Energy utilisation greenhouse gas emissions: Ten per cent of annual global carbon emission is generated by the apparel industry. Various types of greenhouse gases are emitted during the production, manufacturing and transporting of textiles. Synthetic fibres made from fossil fuels are making the industry very energy intensive. The solution is to choose natural fibres, to buy less, buy better quality, mend clothes and buy clothes made in countries powered more by renewable energy.

Soil degradation: Soil is the fundamental component of the ecosystem and healthy soil helps in absorbing carbon dioxide. The depletion of soil nutrients leads to crops with low nutrition content leading to a human population with low immunity and various diseases. The fashion and textiles industries cause soil pollution. Excessive grazing by goats for their wool, adding excess chemicals to get textile fibres, deforestation for making rayon, are a few examples.
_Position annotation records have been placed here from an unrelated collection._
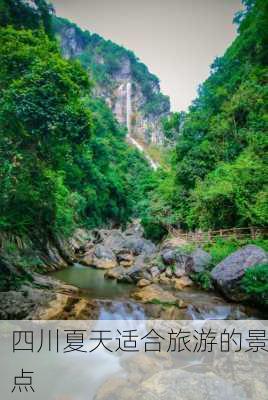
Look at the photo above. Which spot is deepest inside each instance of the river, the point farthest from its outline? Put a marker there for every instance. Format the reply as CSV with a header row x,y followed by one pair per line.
x,y
114,299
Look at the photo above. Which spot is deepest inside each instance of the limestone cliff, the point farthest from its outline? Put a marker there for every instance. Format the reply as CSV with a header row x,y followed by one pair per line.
x,y
129,89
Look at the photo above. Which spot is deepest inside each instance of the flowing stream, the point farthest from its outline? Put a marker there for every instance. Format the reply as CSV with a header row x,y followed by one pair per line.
x,y
114,299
The alternative is to use biodegradable textile fibres.

Rainforest degradation: Every year, hectares of forest lands with enormous amounts of plantations and species are brought down by forest fire, or as a means of expansion for industrialisation. In addition to this, the trees are also explored for making rayon, modal and viscose, which are now replaced by lyocell.

Textile supplies the vital material essential for survival. Even though production involves pollution, it is important to shift to a circular economy in place of a linear economy. The waste generated in all stages ending up in landfills was common in the last century. Nowadays recycling, redesigning, upcycling, downcycling, restoring, repairing, reusing and reducing are some of the techniques used by the industry. Consumers should be aware of the choices they have and also try to become part of the sustainable chain. Green consumerism has changed the face of the textile industry, which is now recognised for its efforts taken to reduce wastage and infuse eco-friendly practices.